By Mary O’KEEFE
Unity and understanding others were the themes that resonated throughout Tuesday’s Crescenta Valley 4th Annual Prayer Breakfast. The event was organized by the Crescenta Valley Town Council along with the CV Prayer Breakfast Committee and supported by other local organizations and businesses.
Organizers reached out to religious leaders from various churches and faiths to bring a unifying voice that reflects Crescenta Valley. Although the ministers and leaders approach their faith in different ways, the prayers were about understanding one another, being tolerant of others and supporting the community – both the community where they live and the global community.
The Crescenta Valley High School a cappella group, the Charismatics, opened the event with the singing of the national anthem. The program followed with a mix of prayers from spiritual leaders and performances by the Charismatics and the CVHS choir.

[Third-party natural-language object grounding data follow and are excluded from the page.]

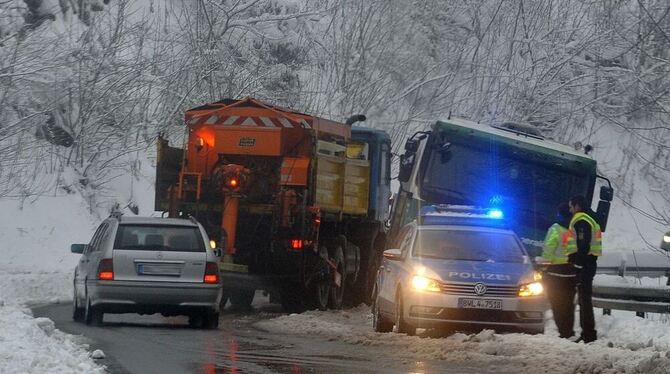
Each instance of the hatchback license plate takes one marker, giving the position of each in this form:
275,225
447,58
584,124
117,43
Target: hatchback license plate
154,269
479,304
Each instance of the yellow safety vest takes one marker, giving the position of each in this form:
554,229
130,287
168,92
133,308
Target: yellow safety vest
596,245
556,245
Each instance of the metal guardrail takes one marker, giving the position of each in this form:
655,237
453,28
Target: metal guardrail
637,299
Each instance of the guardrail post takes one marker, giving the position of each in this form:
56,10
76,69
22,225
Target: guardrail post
622,268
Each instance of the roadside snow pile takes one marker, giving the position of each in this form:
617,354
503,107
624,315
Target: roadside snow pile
627,344
34,345
631,282
34,288
36,235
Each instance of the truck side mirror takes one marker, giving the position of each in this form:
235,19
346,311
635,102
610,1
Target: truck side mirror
412,145
603,213
406,166
607,194
665,243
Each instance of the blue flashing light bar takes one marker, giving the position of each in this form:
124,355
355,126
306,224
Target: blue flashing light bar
462,215
495,214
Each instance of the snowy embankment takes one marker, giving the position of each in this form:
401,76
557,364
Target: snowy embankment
34,345
627,344
36,267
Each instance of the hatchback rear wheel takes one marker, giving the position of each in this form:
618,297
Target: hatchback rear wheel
92,315
77,311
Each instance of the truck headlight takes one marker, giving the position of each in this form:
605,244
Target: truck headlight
531,289
421,283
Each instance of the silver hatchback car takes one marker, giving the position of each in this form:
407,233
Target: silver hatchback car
147,265
450,275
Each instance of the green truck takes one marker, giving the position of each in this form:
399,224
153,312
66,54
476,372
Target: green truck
509,166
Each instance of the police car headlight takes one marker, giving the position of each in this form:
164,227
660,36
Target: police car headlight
421,283
531,289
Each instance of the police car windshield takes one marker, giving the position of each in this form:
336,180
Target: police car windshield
468,245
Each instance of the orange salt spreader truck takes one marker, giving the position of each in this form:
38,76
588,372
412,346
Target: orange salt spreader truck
298,203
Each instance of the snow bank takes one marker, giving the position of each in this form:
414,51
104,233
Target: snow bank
34,345
627,344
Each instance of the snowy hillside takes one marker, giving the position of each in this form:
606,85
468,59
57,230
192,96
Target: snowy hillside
87,86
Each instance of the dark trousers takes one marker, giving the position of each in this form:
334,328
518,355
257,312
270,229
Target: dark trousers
585,290
561,295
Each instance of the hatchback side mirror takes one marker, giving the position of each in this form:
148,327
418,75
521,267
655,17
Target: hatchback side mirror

The keynote speaker was newly elected Los Angeles County Sheriff Jim McDonnell, who took the podium and immediately relaxed the audience with a joke on how quickly the years pass by.
He spoke of going home and going through the mail to find letters from AARP (American Association of Retirement People) and the Neptune Society.

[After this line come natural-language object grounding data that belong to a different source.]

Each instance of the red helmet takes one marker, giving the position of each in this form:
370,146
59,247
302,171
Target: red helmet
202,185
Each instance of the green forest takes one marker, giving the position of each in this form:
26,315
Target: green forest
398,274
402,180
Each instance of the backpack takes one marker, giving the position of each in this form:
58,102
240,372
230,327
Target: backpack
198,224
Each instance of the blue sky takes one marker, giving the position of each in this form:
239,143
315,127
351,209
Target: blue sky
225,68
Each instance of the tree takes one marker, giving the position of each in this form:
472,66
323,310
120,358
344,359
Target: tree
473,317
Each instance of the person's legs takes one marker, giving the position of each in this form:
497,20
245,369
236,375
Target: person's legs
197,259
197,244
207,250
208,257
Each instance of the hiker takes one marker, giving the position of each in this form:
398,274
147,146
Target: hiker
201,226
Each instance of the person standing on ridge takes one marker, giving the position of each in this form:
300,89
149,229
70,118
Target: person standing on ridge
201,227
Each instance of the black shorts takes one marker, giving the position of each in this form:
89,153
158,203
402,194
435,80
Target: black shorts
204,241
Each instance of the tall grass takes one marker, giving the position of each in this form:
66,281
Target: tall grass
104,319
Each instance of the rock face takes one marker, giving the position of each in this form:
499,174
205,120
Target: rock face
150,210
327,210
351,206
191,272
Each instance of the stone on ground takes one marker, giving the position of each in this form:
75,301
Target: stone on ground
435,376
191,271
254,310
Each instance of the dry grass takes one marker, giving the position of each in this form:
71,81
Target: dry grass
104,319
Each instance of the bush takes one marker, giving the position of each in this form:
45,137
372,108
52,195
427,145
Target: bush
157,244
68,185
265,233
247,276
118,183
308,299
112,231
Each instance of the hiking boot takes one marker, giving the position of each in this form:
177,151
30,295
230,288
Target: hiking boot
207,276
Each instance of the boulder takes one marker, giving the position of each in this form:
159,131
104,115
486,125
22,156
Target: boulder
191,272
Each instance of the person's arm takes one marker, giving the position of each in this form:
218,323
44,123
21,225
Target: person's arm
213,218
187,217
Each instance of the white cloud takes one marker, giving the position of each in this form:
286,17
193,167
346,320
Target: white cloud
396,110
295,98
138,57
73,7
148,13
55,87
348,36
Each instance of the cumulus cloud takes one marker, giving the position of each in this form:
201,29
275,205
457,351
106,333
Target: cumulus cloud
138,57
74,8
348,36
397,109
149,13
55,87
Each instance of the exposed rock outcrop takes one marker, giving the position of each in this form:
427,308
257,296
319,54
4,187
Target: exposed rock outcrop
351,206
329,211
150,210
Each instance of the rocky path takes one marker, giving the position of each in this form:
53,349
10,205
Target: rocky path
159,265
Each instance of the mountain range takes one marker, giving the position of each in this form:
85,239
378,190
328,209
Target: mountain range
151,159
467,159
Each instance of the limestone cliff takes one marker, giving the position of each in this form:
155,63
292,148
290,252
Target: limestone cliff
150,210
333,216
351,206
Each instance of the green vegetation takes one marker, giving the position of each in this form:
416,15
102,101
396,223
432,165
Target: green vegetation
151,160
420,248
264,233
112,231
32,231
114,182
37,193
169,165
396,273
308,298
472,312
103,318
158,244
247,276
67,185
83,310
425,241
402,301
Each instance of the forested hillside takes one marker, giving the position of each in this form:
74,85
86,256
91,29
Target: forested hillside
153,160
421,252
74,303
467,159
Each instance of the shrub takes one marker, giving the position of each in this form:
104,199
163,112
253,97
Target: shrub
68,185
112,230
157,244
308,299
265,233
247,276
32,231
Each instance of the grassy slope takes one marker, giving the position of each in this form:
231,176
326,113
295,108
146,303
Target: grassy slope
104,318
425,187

“And on the table [here] is [bottled] water from Forest Lawn,” he said (one of the sponsors of the prayer breakfast was Forest Lawn). “Again, [it is] a feeling like we are all something small but part of something really big. It’s kind of humbling and you realize to make the most of every day.”
He also shared his background. He was born a year after his parents immigrated to America from Ireland. He lived in Boston’s public housing near Fenway Park. McDonnell never thought he would end up living on the west coast and never thought he would be in the position he holds now.
“It’s funny how when one door closes and you’re disappointed and then another door opens, “he said. “That happened in my life over and over again.”
He advised young kids in the audience that, if they get knocked down, to get back up and stay in the fight to work harder than they ever did before and “good things will happen.”
“And I look at all of us in policing and this has been a very tough year. Probably … we would say that Ferguson, Missouri kicked it off, but then we see New York, Philadelphia, Baltimore and on and on … It seems like you can’t get two good days in a row but we all know so much good is happening and our people are out there every day putting their life on the line doing everything they can to make our communities across America a safer place,” he said.
McDonnell added that if the police mess up they need to “own it, we need to say, ‘Okay we got it, we are going to fix it and move forward.’” He added that the best thing to do is to reach out to the community and have deputies/officers know those in the community and for the people to know law enforcement.
“This is Police Memorial Month,” he said. “It is a month when we reflect on the reminder that anyone of us can be called home today or tomorrow, and to do the best we can each and every day.”
McDonnell spoke of the parents’ responsibility to keep their children on course. With prom and graduation coming up, there is a lot of pressure on students going from elementary to middle school and from middle school to high school. And with summer break coming up, the role as parent becomes more challenging.
“I think we all agree growing up in today’s generation is so much more complicated,” he said.
As opposed to generations before, kids today are expected to do more yet have more distractions with a variety of social media and technology.
“Those diversions are in direct competition with what our primary function is as parents,” McDonnell said.
There are some children that barely get by he said. They live day-by-day and many in the community may not realize what these children are going through.
He shared a story that he said stayed with him through his time at the Los Angeles Police Dept.
“There was a robbery in progress. Three guys had gone into this mom and pop grocery store,” he said.
During the robbery an elderly man was shot and killed. There was video surveillance and within a couple of days the three were arrested. One was a 17-year-old. After the arrest, the mother of the juvenile suspect came to the station and asked the detective if she could speak to her son. The detective, a father himself, couldn’t imagine what this mother must be going through so he arranged for her to visit her son.
The detective put mother and son into an interview room; he stood outside within hearing distance.
“The mother asked, ‘How could you be so stupid?” McDonnell recalled.
The detective thought the mother would go into a speech about how disappointed she was in her son. She did … just not for the reasons the detective thought.
“She said, ‘You went in there the day before and cased the place. You should have known there would be surveillance video,’” he said. “We take so much for granted, but we really can’t take [anything] for granted…We need to realize there are others out there who don’t have a chance from the very beginning. They have the deck stacked against them. And we assume that kids have the basics to be able to get that start. We can’t make that assumption.”
McDonnell left his audience inspired to reach out to the community, not to push kids too hard and not to assume that troubling things happen somewhere else to other children.